Wednesday, July 29, 2020
The third phase of the ENCODE project provides new insights into the organization and regulation of our genes and genomes.
The Encyclopedia of DNA Elements (ENCODE) project is a worldwide effort to understand how the human genome functions. With the completion of its latest phase, the ENCODE project has added millions of candidate DNA “switches” from the human and mouse genomes that turn on the genes when and where they occur, and a new registry assigning a portion of these DNA switches Regulate For useful biological categories. The project also provides new visualization tools to aid in the use of ENCODE’s large dataset.
The latest project results were published in NatureWith 13 additional in-depth studies published in other leading journals. ENCODE is funded by the National Institute of Human Genome Research, part of the National Institutes of Health.
“A key priority of NCODE3 is to share data from thousands of NCODE experiments with the wider research community to help expand our understanding of genome function,” said NHGRI Director Eric Green, MD, PhD. “ENCODE 3 search and visualization tools make these data accessible, furthering efforts in open science.”
To assess the potential functions of various DNA regions, ENCODE researchers studied biochemical processes typically associated with the switches that regulate genes. This biochemical approach is an effective way to rapidly and comprehensively detect the entire genome. This method helps to detect regions in DNA that are “candidate functional elements” – DNA regions that are predicted to be functional elements based on these biochemical properties. Candidates can be tested in further experiments to identify and characterize their functional roles in gene regulation.
“A key challenge in NCODE is that different genes and functional regions are active in different cell types,” said Ellis Fingold, a scientific consultant for strategic implementation in the Division of Genome Sciences at NHGRI and a lead for NCODE. Institute. “This means that we need to test large numbers of biological samples to work towards a list of candidate functional elements in the genome.”
Significant progress has been made in characterizing protein-coding genes, which comprise less than 2% of the human genome. Researchers know little about the remaining 98% of the genome, including how many and what parts of it perform other functions. ENCODE is helping to fill this important knowledge gap.
The human body is made up of trillions of cells, with thousands of types of cells. While all these cells share a common set of DNA instructions, diverse cell types (eg, heart, lungs, and brain) function differently using different information in DNA. DNA regions that act as switches to switch genes on or off or to change exact levels of gene activity help build different cell types in the body and regulate their functioning in health and disease Huh.

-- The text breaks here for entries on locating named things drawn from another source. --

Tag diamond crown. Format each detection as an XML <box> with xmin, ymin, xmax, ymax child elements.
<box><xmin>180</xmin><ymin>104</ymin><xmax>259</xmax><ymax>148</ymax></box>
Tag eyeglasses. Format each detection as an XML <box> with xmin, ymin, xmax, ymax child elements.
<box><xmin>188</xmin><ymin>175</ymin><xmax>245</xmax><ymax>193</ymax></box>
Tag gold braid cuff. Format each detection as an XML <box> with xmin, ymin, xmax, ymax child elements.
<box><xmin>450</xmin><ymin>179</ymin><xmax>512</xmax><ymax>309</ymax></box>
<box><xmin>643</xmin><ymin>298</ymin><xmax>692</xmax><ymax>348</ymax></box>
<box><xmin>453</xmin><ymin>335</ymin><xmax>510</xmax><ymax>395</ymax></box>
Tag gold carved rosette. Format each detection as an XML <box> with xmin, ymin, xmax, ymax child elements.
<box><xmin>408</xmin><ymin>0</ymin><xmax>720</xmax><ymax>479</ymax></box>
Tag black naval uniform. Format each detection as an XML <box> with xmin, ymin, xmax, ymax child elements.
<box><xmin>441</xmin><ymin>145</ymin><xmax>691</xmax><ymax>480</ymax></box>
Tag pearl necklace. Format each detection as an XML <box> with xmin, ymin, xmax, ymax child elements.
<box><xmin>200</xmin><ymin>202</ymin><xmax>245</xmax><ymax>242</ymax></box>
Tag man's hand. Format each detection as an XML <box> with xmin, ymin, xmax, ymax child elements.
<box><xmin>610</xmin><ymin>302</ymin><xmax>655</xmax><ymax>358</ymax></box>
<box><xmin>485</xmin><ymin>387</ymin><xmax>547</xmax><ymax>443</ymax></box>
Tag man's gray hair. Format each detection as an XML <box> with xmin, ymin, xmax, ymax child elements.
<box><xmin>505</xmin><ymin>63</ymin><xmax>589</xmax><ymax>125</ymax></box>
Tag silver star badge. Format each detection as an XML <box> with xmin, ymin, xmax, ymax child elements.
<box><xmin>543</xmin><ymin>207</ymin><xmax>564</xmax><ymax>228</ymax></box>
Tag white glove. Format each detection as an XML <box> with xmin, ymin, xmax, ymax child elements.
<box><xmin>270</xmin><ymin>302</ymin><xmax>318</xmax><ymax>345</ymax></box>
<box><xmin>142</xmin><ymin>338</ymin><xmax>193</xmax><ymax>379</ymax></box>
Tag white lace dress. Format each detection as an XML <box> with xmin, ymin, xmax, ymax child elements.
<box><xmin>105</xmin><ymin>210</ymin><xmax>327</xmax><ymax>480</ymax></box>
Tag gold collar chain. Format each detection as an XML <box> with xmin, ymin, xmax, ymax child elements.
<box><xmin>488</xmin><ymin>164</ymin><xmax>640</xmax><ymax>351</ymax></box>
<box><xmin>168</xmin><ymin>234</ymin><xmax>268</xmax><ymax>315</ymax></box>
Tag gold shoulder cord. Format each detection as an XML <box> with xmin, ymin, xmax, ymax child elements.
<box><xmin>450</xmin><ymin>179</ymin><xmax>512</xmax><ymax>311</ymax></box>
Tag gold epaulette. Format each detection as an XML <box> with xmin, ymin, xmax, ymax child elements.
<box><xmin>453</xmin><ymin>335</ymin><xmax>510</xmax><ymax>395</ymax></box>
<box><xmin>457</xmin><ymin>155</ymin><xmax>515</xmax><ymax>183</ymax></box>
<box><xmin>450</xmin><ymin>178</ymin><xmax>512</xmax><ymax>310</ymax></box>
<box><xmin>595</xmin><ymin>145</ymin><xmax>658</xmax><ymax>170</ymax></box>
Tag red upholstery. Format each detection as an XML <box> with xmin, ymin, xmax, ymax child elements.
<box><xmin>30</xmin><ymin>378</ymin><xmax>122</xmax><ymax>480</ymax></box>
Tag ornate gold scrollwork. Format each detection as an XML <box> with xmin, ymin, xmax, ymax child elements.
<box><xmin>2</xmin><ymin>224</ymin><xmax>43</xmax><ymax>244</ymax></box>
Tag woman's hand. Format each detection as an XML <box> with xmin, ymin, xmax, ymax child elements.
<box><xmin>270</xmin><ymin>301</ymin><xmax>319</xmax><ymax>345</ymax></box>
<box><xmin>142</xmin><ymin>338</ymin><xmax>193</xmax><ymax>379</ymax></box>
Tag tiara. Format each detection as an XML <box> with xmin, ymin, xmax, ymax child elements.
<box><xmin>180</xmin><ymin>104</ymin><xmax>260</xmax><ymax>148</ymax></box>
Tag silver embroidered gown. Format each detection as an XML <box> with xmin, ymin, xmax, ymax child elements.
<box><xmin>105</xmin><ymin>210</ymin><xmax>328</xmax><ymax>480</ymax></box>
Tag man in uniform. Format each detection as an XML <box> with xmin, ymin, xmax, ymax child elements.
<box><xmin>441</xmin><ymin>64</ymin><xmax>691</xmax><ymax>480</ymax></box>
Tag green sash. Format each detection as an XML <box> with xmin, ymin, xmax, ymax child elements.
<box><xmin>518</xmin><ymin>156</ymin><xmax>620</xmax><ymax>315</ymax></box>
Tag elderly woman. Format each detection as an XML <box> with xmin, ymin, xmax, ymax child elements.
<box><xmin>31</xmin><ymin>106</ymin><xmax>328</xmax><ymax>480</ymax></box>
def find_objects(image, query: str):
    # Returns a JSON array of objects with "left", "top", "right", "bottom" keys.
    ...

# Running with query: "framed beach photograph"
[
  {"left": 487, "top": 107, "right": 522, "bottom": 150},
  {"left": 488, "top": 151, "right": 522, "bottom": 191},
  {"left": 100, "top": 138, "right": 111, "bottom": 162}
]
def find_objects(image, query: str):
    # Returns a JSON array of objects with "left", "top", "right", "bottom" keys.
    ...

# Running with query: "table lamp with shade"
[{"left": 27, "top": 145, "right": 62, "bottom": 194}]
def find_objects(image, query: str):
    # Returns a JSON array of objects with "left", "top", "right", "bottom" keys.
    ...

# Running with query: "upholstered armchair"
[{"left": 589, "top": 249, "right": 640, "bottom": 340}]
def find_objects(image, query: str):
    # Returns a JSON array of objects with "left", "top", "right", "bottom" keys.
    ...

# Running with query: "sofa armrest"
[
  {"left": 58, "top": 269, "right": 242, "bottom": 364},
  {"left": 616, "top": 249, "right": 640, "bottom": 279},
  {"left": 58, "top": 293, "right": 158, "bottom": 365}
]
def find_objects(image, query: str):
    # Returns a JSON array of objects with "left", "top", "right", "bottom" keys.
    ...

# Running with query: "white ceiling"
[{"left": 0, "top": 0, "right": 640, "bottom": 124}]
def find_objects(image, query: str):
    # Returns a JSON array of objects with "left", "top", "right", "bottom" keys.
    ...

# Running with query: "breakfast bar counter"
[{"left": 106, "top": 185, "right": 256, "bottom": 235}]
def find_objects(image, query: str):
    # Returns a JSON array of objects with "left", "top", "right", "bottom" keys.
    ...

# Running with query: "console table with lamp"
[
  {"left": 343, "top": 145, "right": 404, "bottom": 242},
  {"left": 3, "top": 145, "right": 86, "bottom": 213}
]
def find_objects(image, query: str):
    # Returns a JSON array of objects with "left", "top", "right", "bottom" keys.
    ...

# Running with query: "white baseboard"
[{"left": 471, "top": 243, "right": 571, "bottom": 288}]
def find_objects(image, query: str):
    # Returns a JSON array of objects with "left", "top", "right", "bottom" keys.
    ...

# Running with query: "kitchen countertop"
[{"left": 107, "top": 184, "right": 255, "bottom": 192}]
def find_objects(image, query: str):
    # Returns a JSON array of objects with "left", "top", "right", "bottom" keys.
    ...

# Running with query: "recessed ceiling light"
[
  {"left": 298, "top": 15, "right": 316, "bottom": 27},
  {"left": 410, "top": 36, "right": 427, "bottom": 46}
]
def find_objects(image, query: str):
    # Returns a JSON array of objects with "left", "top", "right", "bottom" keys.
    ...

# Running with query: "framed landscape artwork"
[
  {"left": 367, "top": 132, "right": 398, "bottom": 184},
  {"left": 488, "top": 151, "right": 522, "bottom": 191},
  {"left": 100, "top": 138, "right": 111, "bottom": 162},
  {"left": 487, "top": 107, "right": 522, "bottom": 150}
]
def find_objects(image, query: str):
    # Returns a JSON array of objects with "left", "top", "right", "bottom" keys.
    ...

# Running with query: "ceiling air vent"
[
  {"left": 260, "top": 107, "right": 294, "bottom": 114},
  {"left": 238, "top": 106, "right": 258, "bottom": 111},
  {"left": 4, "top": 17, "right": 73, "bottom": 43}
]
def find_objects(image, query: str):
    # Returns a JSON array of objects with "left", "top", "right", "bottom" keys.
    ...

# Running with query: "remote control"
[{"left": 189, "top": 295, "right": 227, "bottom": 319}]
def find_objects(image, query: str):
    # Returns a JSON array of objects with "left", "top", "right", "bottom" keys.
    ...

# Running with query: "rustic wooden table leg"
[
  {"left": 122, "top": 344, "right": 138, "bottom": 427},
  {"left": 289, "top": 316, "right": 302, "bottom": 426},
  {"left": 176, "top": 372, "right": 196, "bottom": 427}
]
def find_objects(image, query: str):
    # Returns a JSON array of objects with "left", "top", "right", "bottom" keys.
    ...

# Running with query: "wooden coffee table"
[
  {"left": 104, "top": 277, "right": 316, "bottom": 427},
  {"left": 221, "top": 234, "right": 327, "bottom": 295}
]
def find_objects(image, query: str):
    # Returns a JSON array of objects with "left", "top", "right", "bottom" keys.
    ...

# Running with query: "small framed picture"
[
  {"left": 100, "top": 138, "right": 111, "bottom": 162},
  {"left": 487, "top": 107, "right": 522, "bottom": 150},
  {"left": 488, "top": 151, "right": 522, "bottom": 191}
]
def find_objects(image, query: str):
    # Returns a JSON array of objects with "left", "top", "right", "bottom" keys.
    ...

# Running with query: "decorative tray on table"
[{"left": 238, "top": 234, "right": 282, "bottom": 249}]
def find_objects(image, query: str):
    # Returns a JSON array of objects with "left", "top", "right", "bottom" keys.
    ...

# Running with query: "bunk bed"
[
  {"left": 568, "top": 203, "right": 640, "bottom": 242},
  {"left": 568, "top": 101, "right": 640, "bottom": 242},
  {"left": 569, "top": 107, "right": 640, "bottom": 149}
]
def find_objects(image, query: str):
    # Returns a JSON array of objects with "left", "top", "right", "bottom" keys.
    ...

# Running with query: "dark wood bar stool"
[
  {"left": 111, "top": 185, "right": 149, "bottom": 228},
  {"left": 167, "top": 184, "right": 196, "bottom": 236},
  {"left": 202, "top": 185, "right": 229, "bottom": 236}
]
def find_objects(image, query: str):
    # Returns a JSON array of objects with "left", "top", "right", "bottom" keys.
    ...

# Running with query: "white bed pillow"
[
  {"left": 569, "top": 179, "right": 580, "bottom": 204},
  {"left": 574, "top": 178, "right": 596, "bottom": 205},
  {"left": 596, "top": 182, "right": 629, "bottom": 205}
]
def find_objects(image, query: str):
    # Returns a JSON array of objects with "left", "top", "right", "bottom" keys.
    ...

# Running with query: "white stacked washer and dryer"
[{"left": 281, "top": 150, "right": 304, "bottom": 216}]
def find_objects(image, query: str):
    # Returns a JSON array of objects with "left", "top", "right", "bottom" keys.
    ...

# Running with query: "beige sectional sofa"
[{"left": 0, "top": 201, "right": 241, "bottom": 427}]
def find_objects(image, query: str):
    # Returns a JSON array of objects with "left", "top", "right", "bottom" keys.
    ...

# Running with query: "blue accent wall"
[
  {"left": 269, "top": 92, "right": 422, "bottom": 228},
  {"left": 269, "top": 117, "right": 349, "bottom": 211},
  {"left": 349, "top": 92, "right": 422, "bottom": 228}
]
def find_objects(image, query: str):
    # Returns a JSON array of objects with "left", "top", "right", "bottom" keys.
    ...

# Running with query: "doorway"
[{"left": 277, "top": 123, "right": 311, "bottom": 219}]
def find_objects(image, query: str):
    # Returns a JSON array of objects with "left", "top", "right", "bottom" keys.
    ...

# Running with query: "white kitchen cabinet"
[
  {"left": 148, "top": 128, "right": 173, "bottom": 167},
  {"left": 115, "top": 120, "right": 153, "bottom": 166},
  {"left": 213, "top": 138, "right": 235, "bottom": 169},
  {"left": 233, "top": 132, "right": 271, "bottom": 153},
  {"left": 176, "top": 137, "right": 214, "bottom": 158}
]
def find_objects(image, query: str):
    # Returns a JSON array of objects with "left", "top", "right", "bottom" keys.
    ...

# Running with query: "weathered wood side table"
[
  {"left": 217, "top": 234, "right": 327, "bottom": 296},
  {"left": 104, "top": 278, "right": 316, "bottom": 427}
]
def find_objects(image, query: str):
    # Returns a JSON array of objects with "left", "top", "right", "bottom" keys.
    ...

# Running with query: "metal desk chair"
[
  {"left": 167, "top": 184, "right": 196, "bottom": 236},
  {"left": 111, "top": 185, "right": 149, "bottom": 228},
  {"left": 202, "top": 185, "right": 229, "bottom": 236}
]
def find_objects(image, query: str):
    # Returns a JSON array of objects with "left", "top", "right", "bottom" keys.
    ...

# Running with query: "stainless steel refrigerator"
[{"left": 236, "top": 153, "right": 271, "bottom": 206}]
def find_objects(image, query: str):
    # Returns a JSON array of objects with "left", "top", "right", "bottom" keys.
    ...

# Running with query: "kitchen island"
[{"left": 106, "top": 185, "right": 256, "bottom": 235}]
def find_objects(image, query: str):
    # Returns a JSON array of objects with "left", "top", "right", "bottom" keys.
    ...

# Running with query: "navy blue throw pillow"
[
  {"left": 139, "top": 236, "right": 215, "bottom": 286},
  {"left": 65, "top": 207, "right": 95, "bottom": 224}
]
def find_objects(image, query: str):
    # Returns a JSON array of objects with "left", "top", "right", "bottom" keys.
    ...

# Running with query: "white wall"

During the recently completed third phase of ENCODE, researchers performed approximately 6,000 experiments — 4,834 in humans and 1,158 in mice — that published details of the genes and their potential regulators in their respective genomes.
ENCODE 3 researchers studied the development of embryonic mouse tissues to understand the timing of various genomic and biochemical changes that occur during mouse development. Mice, due to their genomic and biological similarity to humans, can help inform our understanding of human biology and disease.
These experiments were performed in many biological contexts in humans and mice. The researchers analyzed how chemical modifications of DNA, proteins that bind DNA, and RNA (a sister molecule to DNA) interact to regulate genes. The ENCODE 3 results also help explain how variations in DNA sequences outside protein-coding regions can affect the expression of genes, even with genes uniquely located at a distance.
“The data generated at NCODE3 dramatically increase our understanding of the human genome, “Brenton Gravelle, PhD. Professor and JCONN is the Department of Genetics and Genome Sciences Department of Health.” The project has added tremendous resolution and clarity. Previous data types, such as traces of DNA-binding proteins and chromatin, and new data types, such as long-range DNA interactions and protein-RNA interactions. “
As a new feature, ENCODE 3 researchers created a resource detailing the various types of DNA regions and their respective candidate functions. A web-based tool called SCREEN allows users to visualize data that supports these interpretations.
The ENCODE project began in 2003 and is a broad collaborative research effort involving groups in the US and internationally, involving over 500 scientists. It has benefited from and produced decades of research on gene regulation conducted by independent researchers around the world. ENCODE researchers have created a community resource, which ensures that project data is accessible to any researcher for their study. These open science efforts have resulted in more than 2,000 publications by non-NCODE researchers that use data generated by the ENCODE project.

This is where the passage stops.